Division of Molecular and Systems Toxicology (E.M.A., A.O.), Department of Pharmaceutical Sciences, University of Basel, CH-4056 Basel, Switzerland; and Department of Nephrology and Hypertension (E.M.A.), University of Berne, CH-3010 Berne, Switzerland

Address all correspondence and requests for reprints to: Dr. Alex Odermatt, Division of Molecular and Systems Toxicology, Department of Pharmaceutical Sciences, University of Basel, Klingelbergstrasse 50, CH-4056 Basel, Switzerland. E-mail: alex.odermatt{at}unibas.ch.

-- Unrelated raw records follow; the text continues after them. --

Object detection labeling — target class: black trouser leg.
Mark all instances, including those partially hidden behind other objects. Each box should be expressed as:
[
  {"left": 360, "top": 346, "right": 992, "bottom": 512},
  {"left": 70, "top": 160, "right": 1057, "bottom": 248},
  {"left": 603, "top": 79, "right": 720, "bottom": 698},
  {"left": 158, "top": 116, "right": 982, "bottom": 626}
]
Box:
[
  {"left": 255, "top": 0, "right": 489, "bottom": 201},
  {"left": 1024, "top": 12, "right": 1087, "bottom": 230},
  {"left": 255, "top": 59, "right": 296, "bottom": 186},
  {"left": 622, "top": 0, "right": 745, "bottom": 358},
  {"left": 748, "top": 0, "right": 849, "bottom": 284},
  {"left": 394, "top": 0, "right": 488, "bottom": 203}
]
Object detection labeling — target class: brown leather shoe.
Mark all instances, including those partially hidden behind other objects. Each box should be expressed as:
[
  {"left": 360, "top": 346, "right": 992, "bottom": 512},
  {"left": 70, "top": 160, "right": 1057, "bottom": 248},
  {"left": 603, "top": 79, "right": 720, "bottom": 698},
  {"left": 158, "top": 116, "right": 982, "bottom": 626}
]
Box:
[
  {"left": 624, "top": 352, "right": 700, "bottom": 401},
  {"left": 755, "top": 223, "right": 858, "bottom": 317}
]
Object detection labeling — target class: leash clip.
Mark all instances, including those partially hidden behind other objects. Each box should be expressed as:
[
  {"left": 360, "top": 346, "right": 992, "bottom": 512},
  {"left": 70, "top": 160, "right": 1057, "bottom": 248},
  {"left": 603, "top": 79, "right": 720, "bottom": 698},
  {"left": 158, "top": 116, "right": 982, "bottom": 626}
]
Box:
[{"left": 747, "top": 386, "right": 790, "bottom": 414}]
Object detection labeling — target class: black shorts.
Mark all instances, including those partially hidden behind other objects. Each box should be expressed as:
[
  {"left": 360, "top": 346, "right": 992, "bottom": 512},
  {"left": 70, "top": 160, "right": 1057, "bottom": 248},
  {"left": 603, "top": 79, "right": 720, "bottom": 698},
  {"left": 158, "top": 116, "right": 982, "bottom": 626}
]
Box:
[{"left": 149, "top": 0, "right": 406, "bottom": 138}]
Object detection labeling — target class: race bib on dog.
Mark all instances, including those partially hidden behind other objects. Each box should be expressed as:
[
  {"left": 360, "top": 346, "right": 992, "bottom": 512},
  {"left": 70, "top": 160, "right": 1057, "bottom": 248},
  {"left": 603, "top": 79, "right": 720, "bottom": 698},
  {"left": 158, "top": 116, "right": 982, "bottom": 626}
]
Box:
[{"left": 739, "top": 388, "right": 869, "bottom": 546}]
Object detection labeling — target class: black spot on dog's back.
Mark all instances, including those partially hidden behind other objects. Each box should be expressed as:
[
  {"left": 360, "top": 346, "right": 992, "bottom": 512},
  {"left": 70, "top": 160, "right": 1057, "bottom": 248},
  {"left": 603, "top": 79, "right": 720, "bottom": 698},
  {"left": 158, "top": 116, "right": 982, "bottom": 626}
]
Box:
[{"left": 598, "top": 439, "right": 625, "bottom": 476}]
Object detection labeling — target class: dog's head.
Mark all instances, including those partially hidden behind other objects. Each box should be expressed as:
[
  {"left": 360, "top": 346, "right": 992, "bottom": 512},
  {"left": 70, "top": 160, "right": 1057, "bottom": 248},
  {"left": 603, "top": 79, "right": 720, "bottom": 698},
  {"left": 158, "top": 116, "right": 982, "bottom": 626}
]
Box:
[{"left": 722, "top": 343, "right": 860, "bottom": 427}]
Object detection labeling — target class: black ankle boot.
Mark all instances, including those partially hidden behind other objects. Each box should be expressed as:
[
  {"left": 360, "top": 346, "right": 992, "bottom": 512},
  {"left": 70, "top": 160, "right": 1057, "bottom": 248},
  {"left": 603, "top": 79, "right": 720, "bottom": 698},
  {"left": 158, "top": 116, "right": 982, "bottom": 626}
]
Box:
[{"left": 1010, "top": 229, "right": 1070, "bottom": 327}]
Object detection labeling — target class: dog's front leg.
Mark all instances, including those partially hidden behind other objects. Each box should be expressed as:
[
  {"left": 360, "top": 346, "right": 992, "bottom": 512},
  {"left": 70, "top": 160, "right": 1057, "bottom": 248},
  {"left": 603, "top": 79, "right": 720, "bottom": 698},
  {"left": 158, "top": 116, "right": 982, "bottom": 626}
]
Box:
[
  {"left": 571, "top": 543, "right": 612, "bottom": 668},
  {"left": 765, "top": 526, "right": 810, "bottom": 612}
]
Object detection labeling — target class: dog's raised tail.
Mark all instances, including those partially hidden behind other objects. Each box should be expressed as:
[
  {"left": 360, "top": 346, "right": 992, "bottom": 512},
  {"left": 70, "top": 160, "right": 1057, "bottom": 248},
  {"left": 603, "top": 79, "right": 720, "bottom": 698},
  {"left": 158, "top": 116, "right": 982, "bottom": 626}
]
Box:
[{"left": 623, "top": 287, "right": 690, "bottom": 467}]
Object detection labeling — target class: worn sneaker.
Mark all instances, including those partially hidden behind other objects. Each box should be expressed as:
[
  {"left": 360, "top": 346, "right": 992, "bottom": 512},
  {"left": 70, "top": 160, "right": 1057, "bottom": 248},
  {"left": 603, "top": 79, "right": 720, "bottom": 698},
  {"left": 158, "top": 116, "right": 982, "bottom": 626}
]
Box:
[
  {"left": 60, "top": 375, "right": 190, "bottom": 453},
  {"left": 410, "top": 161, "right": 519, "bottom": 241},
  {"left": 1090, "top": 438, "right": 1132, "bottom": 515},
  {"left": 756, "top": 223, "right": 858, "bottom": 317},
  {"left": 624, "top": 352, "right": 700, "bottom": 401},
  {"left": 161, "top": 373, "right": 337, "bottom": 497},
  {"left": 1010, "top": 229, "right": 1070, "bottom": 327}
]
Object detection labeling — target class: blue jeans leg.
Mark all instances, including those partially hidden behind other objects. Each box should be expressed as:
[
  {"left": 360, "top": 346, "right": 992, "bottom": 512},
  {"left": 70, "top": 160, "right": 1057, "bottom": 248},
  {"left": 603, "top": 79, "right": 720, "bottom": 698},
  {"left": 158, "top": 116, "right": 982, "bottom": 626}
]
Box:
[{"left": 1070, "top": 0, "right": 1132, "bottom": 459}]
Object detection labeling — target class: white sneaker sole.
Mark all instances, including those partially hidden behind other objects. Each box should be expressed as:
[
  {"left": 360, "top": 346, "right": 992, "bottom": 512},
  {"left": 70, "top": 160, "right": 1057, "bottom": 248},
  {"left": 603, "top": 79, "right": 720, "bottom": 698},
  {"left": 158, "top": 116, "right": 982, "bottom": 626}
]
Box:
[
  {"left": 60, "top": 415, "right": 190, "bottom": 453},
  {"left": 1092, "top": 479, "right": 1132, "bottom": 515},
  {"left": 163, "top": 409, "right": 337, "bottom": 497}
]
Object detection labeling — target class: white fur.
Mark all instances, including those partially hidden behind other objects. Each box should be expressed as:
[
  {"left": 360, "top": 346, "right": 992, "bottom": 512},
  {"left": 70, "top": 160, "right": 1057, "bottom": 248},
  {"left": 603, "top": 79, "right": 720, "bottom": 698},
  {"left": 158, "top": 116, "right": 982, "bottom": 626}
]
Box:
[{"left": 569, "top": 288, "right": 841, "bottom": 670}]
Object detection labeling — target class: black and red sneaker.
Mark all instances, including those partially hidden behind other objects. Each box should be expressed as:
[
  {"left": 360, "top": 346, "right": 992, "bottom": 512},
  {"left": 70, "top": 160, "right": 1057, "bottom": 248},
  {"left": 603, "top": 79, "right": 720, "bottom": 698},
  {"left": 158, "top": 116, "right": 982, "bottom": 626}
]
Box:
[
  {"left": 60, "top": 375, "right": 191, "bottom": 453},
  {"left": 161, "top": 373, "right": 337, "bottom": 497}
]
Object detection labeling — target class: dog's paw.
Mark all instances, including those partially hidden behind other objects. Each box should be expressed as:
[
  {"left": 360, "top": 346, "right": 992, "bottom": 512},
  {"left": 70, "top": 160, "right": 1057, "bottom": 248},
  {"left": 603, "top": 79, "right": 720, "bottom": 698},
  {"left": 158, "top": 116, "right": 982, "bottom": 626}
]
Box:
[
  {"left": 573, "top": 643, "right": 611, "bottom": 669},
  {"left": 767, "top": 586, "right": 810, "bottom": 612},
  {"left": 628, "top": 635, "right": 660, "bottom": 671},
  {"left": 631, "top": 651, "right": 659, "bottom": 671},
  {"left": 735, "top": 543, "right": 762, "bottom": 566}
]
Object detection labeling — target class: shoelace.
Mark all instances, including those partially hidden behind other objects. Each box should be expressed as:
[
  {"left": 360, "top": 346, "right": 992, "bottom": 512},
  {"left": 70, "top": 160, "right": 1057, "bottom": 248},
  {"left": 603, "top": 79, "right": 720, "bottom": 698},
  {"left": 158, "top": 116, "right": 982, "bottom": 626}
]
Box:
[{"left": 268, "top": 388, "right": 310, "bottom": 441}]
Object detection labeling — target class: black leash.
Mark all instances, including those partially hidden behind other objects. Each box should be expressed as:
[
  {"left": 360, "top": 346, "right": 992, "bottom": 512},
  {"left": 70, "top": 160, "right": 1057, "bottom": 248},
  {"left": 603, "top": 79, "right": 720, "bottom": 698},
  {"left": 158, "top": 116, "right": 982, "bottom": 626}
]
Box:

Vitamin A is a nutrient with remarkable effects on adipose tissue and skeletal muscles, and plays a role in controlling energy balance. Retinoic acid (RA), the carboxylic form of vitamin A, has been associated with improved glucose tolerance and insulin sensitivity. In contrast, elevated glucocorticoids have been implicated in the development of insulin resistance and impaired glucose tolerance. Here, we investigated whether RA might counteract glucocorticoid effects in skeletal muscle cells by lowering 11β-hydroxysteroid dehydrogenase type 1 (11β-HSD1)-dependent local glucocorticoid activation and/or activation of glucocorticoid receptor (GR). We found a dose-dependent down-regulation of 11β-HSD1 mRNA expression and activity upon incubation of fully differentiated mouse C2C12 myotubes with RA. In addition, RA inhibited GR transactivation by an 11β-HSD1-independent mechanism. The presence of RA during myogenesis did not prevent myotube formation but resulted in relatively glucocorticoid-resistant myotubes, exhibiting very low 11β-HSD1 expression and GR activity. The use of selective retinoic acid receptor (RAR) and retinoid X receptor ligands provided evidence that these effects were mediated through RAR. Importantly, short hairpin RNA against RAR abolished the effect of RA on 11β-HSD1 and GR. In conclusion, we provide evidence for an important role of RA in the control of glucocorticoid activity during myogenesis and in myotubes. Disturbances of the nutrient and hormonal regulation of glucocorticoid action in skeletal muscles might be relevant for metabolic diseases.